Fastest method for extracting sub-list from Python list given array of indexes

Question

I have large Python list l of objects of any type, also I have another large list i (or even NumPy array) of integer indexes pointing to some elements within list l.

The question is what is the fastest (most efficient) way of creating another list l2 which contains elements of l with indexes from i.
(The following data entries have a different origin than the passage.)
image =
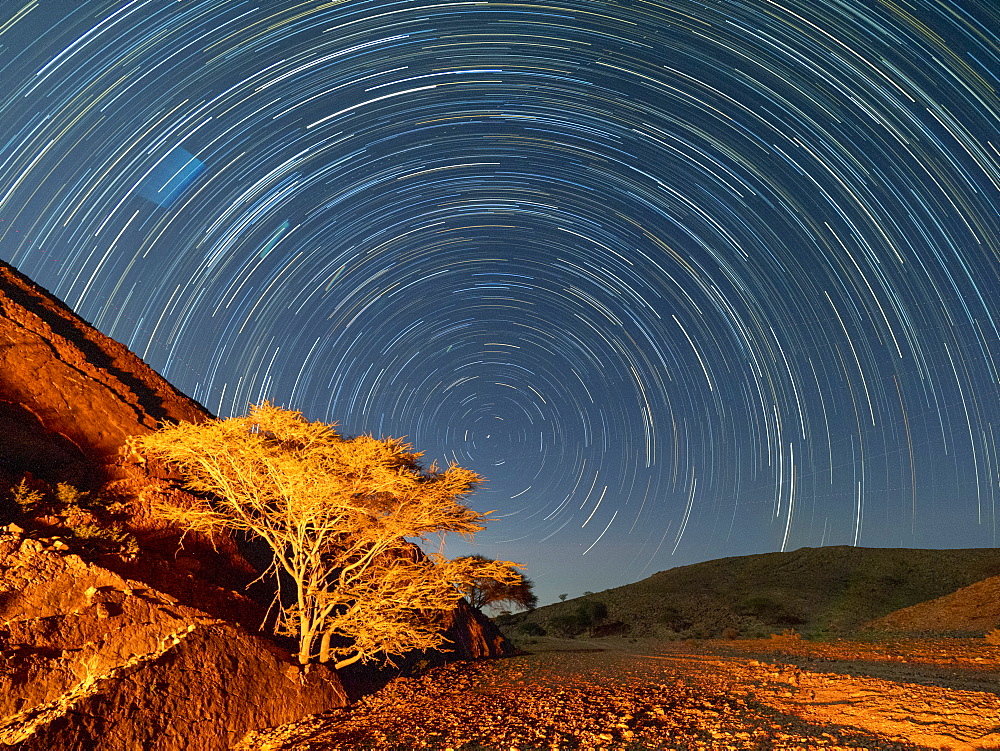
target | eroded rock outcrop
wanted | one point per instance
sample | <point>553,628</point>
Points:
<point>70,396</point>
<point>94,661</point>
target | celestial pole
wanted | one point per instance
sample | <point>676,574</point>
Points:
<point>681,279</point>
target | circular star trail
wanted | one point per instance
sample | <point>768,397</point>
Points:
<point>680,279</point>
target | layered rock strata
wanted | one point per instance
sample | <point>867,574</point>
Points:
<point>94,661</point>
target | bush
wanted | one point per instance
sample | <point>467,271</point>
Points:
<point>770,611</point>
<point>566,625</point>
<point>530,628</point>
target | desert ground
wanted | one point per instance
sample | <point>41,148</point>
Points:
<point>777,693</point>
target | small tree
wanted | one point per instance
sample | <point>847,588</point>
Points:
<point>488,591</point>
<point>335,513</point>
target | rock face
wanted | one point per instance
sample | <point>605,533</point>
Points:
<point>70,396</point>
<point>94,661</point>
<point>148,650</point>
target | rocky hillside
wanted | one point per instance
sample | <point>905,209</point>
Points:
<point>972,610</point>
<point>70,396</point>
<point>820,591</point>
<point>112,635</point>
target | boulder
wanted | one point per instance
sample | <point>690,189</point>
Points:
<point>94,661</point>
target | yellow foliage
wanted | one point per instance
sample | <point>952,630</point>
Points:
<point>335,512</point>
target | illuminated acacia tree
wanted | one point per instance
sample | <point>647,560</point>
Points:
<point>335,513</point>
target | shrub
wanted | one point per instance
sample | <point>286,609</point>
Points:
<point>25,498</point>
<point>530,628</point>
<point>566,625</point>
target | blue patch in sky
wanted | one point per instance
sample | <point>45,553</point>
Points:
<point>175,172</point>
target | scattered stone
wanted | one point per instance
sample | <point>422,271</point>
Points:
<point>94,661</point>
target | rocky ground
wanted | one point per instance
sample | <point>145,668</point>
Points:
<point>764,694</point>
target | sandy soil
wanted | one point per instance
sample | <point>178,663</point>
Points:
<point>616,694</point>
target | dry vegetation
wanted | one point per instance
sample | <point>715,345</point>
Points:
<point>648,694</point>
<point>818,592</point>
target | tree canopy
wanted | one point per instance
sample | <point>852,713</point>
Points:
<point>336,513</point>
<point>487,591</point>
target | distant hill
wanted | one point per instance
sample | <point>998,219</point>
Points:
<point>830,590</point>
<point>971,610</point>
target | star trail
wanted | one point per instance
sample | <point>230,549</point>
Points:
<point>682,279</point>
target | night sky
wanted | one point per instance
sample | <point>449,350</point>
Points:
<point>682,279</point>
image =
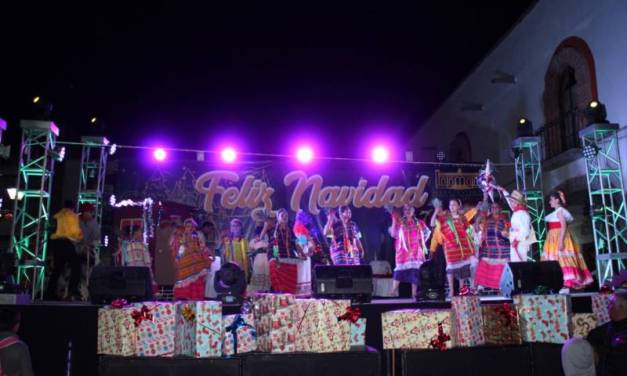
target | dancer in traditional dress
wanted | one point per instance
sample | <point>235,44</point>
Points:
<point>265,220</point>
<point>521,233</point>
<point>452,231</point>
<point>290,267</point>
<point>235,247</point>
<point>134,251</point>
<point>494,250</point>
<point>560,245</point>
<point>192,261</point>
<point>346,247</point>
<point>410,234</point>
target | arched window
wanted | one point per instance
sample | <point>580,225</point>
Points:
<point>569,85</point>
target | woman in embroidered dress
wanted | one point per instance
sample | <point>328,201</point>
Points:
<point>346,247</point>
<point>410,234</point>
<point>235,247</point>
<point>560,246</point>
<point>494,247</point>
<point>452,230</point>
<point>192,261</point>
<point>290,267</point>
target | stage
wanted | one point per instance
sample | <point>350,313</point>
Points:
<point>61,334</point>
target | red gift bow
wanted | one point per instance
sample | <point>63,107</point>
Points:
<point>509,313</point>
<point>119,303</point>
<point>352,314</point>
<point>439,341</point>
<point>143,314</point>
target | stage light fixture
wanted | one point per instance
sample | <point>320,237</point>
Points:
<point>12,192</point>
<point>590,151</point>
<point>524,128</point>
<point>596,112</point>
<point>228,154</point>
<point>440,156</point>
<point>380,154</point>
<point>160,154</point>
<point>304,154</point>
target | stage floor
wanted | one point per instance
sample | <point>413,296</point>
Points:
<point>62,333</point>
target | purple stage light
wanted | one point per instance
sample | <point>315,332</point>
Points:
<point>380,154</point>
<point>160,154</point>
<point>304,154</point>
<point>229,155</point>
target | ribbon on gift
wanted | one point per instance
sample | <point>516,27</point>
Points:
<point>142,315</point>
<point>237,323</point>
<point>541,290</point>
<point>352,314</point>
<point>439,341</point>
<point>119,303</point>
<point>509,313</point>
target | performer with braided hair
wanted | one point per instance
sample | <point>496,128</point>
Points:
<point>560,246</point>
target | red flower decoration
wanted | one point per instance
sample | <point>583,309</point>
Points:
<point>141,315</point>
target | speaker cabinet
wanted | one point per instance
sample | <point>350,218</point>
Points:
<point>343,282</point>
<point>107,283</point>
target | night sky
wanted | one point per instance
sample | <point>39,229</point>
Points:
<point>193,74</point>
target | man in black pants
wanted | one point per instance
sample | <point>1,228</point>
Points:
<point>62,245</point>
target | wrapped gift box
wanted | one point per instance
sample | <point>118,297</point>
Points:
<point>117,334</point>
<point>501,325</point>
<point>382,287</point>
<point>413,328</point>
<point>275,322</point>
<point>245,332</point>
<point>318,328</point>
<point>600,308</point>
<point>543,318</point>
<point>199,329</point>
<point>582,323</point>
<point>156,337</point>
<point>467,321</point>
<point>358,333</point>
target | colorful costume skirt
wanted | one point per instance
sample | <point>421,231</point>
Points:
<point>291,276</point>
<point>260,279</point>
<point>574,269</point>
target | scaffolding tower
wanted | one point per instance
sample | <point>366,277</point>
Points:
<point>92,178</point>
<point>528,165</point>
<point>607,198</point>
<point>31,215</point>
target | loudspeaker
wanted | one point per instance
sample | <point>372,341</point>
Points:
<point>107,283</point>
<point>343,282</point>
<point>529,275</point>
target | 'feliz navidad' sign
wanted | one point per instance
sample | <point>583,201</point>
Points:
<point>254,192</point>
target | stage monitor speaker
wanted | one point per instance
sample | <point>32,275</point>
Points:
<point>529,275</point>
<point>343,282</point>
<point>107,283</point>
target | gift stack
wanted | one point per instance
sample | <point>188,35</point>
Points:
<point>416,329</point>
<point>323,325</point>
<point>199,329</point>
<point>543,318</point>
<point>275,322</point>
<point>501,325</point>
<point>141,329</point>
<point>467,321</point>
<point>240,335</point>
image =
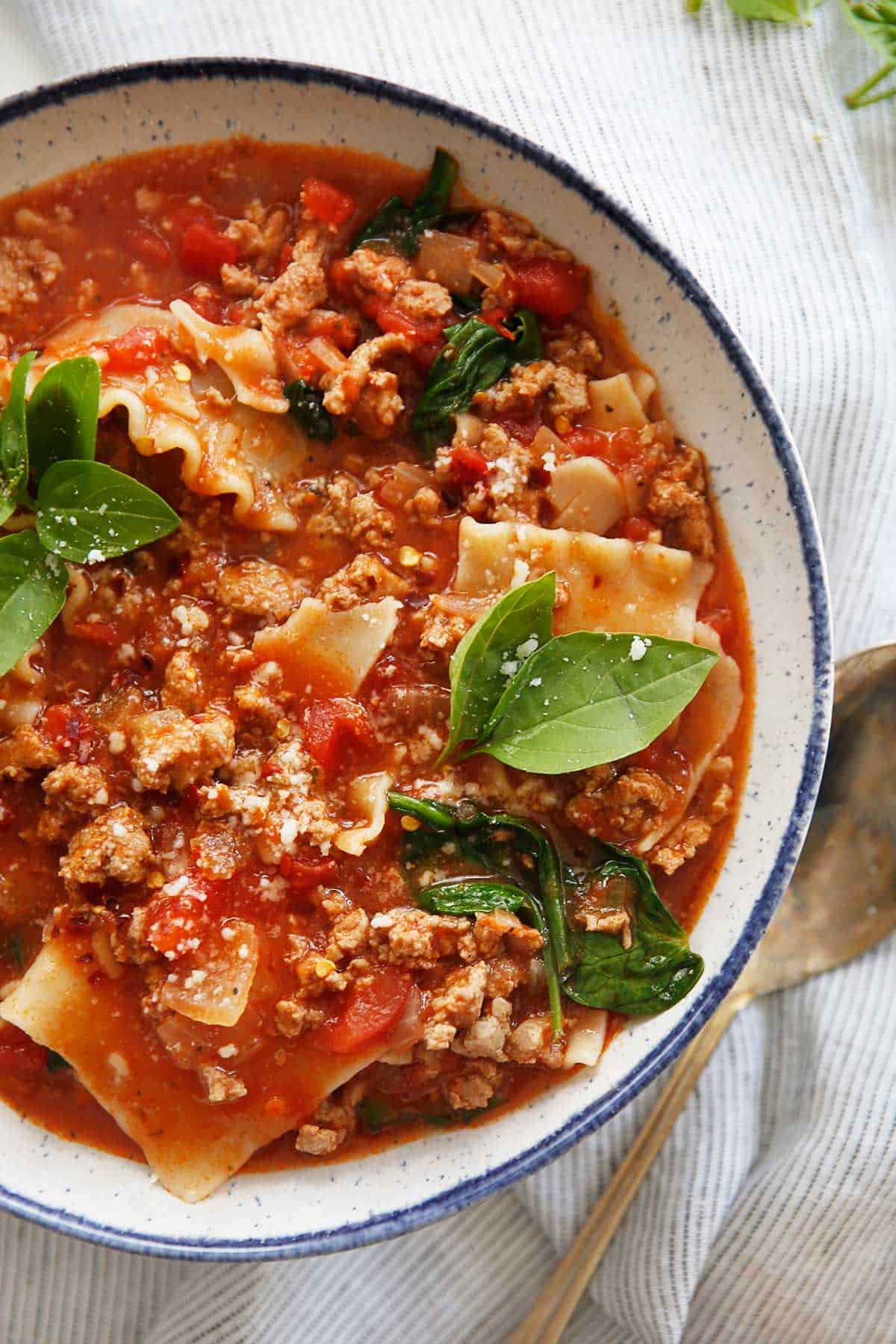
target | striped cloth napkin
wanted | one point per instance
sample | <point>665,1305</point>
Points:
<point>768,1216</point>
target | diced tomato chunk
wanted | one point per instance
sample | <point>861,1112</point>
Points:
<point>205,250</point>
<point>304,874</point>
<point>65,726</point>
<point>134,349</point>
<point>617,448</point>
<point>664,759</point>
<point>723,621</point>
<point>588,443</point>
<point>371,1007</point>
<point>327,202</point>
<point>341,281</point>
<point>151,246</point>
<point>423,332</point>
<point>20,1057</point>
<point>521,426</point>
<point>99,632</point>
<point>550,288</point>
<point>637,529</point>
<point>334,726</point>
<point>175,922</point>
<point>467,464</point>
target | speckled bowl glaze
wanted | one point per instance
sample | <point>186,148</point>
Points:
<point>716,396</point>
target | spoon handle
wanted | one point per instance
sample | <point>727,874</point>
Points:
<point>558,1300</point>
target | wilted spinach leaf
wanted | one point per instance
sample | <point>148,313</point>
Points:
<point>476,358</point>
<point>307,405</point>
<point>399,226</point>
<point>652,974</point>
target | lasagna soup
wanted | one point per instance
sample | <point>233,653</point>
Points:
<point>375,670</point>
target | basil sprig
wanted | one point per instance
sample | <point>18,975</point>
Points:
<point>656,971</point>
<point>876,22</point>
<point>564,703</point>
<point>85,510</point>
<point>501,638</point>
<point>62,414</point>
<point>474,359</point>
<point>399,226</point>
<point>33,593</point>
<point>874,19</point>
<point>13,440</point>
<point>307,405</point>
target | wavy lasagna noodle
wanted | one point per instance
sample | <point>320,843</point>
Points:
<point>208,927</point>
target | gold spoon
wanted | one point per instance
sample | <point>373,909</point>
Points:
<point>840,903</point>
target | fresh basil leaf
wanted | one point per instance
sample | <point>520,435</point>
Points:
<point>13,440</point>
<point>87,512</point>
<point>491,653</point>
<point>649,976</point>
<point>399,226</point>
<point>472,895</point>
<point>876,22</point>
<point>585,699</point>
<point>307,405</point>
<point>33,591</point>
<point>474,359</point>
<point>774,11</point>
<point>62,414</point>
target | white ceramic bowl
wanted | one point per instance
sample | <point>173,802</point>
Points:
<point>716,398</point>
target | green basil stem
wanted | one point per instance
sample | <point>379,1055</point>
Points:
<point>551,974</point>
<point>857,99</point>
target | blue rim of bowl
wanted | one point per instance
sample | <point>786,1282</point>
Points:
<point>418,1216</point>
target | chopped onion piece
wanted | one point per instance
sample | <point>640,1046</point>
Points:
<point>489,273</point>
<point>585,1043</point>
<point>469,429</point>
<point>447,257</point>
<point>405,482</point>
<point>546,440</point>
<point>328,355</point>
<point>408,1028</point>
<point>461,604</point>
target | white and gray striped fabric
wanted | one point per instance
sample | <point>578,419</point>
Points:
<point>768,1216</point>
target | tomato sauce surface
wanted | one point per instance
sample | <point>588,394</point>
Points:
<point>171,629</point>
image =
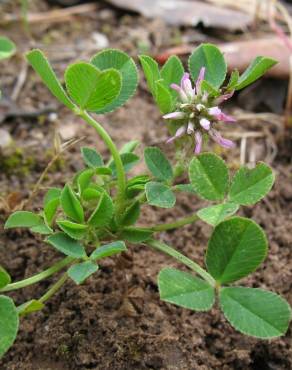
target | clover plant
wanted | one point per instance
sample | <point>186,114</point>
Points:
<point>97,213</point>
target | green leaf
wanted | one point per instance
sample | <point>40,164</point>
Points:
<point>71,205</point>
<point>4,278</point>
<point>52,194</point>
<point>90,88</point>
<point>7,48</point>
<point>236,248</point>
<point>255,312</point>
<point>29,307</point>
<point>164,100</point>
<point>104,171</point>
<point>108,250</point>
<point>159,195</point>
<point>215,214</point>
<point>130,147</point>
<point>172,72</point>
<point>75,231</point>
<point>84,179</point>
<point>129,161</point>
<point>206,87</point>
<point>136,234</point>
<point>91,194</point>
<point>210,57</point>
<point>158,164</point>
<point>151,72</point>
<point>255,70</point>
<point>81,271</point>
<point>234,77</point>
<point>185,290</point>
<point>251,185</point>
<point>209,176</point>
<point>42,228</point>
<point>136,184</point>
<point>22,219</point>
<point>103,213</point>
<point>43,68</point>
<point>66,245</point>
<point>131,214</point>
<point>50,209</point>
<point>111,58</point>
<point>188,188</point>
<point>8,324</point>
<point>91,157</point>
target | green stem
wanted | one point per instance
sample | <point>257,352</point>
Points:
<point>181,258</point>
<point>54,288</point>
<point>38,277</point>
<point>121,176</point>
<point>174,225</point>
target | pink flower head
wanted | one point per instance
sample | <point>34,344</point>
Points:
<point>198,112</point>
<point>199,141</point>
<point>205,123</point>
<point>200,79</point>
<point>186,86</point>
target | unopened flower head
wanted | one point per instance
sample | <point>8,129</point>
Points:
<point>197,114</point>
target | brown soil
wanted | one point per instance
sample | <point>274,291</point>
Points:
<point>115,321</point>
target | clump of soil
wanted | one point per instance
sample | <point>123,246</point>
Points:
<point>116,320</point>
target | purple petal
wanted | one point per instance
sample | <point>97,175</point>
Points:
<point>181,131</point>
<point>200,79</point>
<point>191,128</point>
<point>199,140</point>
<point>186,85</point>
<point>205,123</point>
<point>174,115</point>
<point>181,92</point>
<point>225,143</point>
<point>224,97</point>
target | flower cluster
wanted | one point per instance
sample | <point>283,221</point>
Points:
<point>197,113</point>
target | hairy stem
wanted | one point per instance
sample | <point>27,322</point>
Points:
<point>54,288</point>
<point>38,277</point>
<point>121,176</point>
<point>162,247</point>
<point>174,225</point>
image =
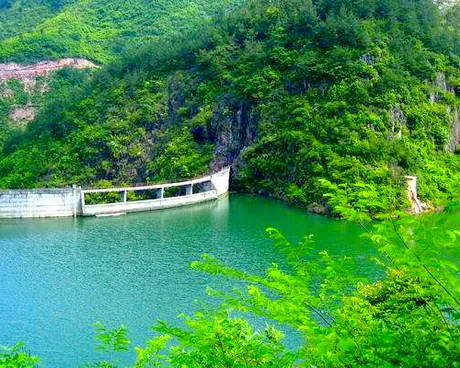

The easiest way is to do a list comprehension:

l2 = [l[si] for si in i]
# Use np.nditer(i) instead of i, for NumPy array case

But is this the fastest possible way?

List comprehension is a Python loop, so might be slow for large lists, maybe there is some built-in Python's method in standard library written in efficient C to achieve just this task? Or maybe in NumPy there is such method for indexing Python's list by numpy array?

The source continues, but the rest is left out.